Mars may be a freeze-dried planet now, but once, it was supposedly (almost) another Earth, with flowing water that froze into hulking mountains of ice.
Because glaciers and ice sheets on Earth tend to slip and slide, they crawl across land and carve out stark geophysical features including linear grooves, ridges, and inverted hills. Scientists previously thought that glaciers on Mars stayed frozen in time due to the lack of similar features on the Red Planet. Planetary scientist Anna Grau Galofre of Laboratoire de Planétologie et Géosciences at Nantes Université in France led a study that found glaciers on Mars are on the move — they just happen to be extremely slow.
"On Earth, this glacial motion has produced scoured landscapes in northern Europe and North America," Grau Galofre wrote. "Mars lacks such large-scale glacial erosion even in areas with other signs of widespread glaciation."
Instead, Martian landforms created by glacial melt and movement are mostly ridges and valleys with shallow, undulating channels. Scientists had previously assumed that Martian glaciers froze directly to the ground when they formed since Mars is missing Earth's more dramatic glacial terrain. To find out whether the ice actually stayed put, Grau Galofre and her team created models of identical ice sheets, subjecting one to the conditions on Earth and another to the conditions on Mars.
The scientists discovered that it is Earth's gravity that causes meltwater to pool beneath a glacier instead of draining right away. The pooled water makes the glacier move faster, something like the hydroplaning that happens when cars end up sliding uncontrollably because of a layer of water between their tires and the road. However, on Mars, lower gravity means drainage occurs much faster, Grau Galofre and her colleagues found that not as much water accumulates below the ice, so Martian glaciers are not able to travel as fast or as far.

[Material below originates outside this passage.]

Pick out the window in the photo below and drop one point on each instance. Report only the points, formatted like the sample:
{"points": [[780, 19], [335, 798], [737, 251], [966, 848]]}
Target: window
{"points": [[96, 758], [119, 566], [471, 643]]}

Some glaciers on Mars might have had an assist from below. The research team hypothesized that to push the glaciers any faster, there would have had to be enough stress to make up for weaker gravity. Creep deformation is a phenomenon that happens when both temperature and pressure from the weight of the heavy ice above, known as overburden pressure, put enough stress on ice for it to start deforming. On Earth, creep deformation is not nearly as prevalent as the sliding of ice which results from glacial melt that pools beneath that ice. Formations on Mars like parts of the Argyre basin in its southern hemisphere were possibly affected by this extra speed.
It turns out that glaciers which behave much like what the researchers propose happens on Mars also occur on Earth. In the extreme northern reaches of the Arctic, the ground lying beneath some glaciers shows hardly any of the abrasions and gouges that mark places where enough meltwater keeps the ice moving and scraping out new features in its wake.
It is possible, Grau Galofre thinks, that glaciers could have once been a haven for primordial Martian life, if it existed, since they would have doubled as a nearly endless source of water and as a shield from harsh radiation. Earth creatures such as black ice worms thrive inside glacier ice.
Maybe something long frozen is waiting to be discovered deep inside a glacier on Mars.
The research is described in a paper published in July in the journal Geophysical Research Letters.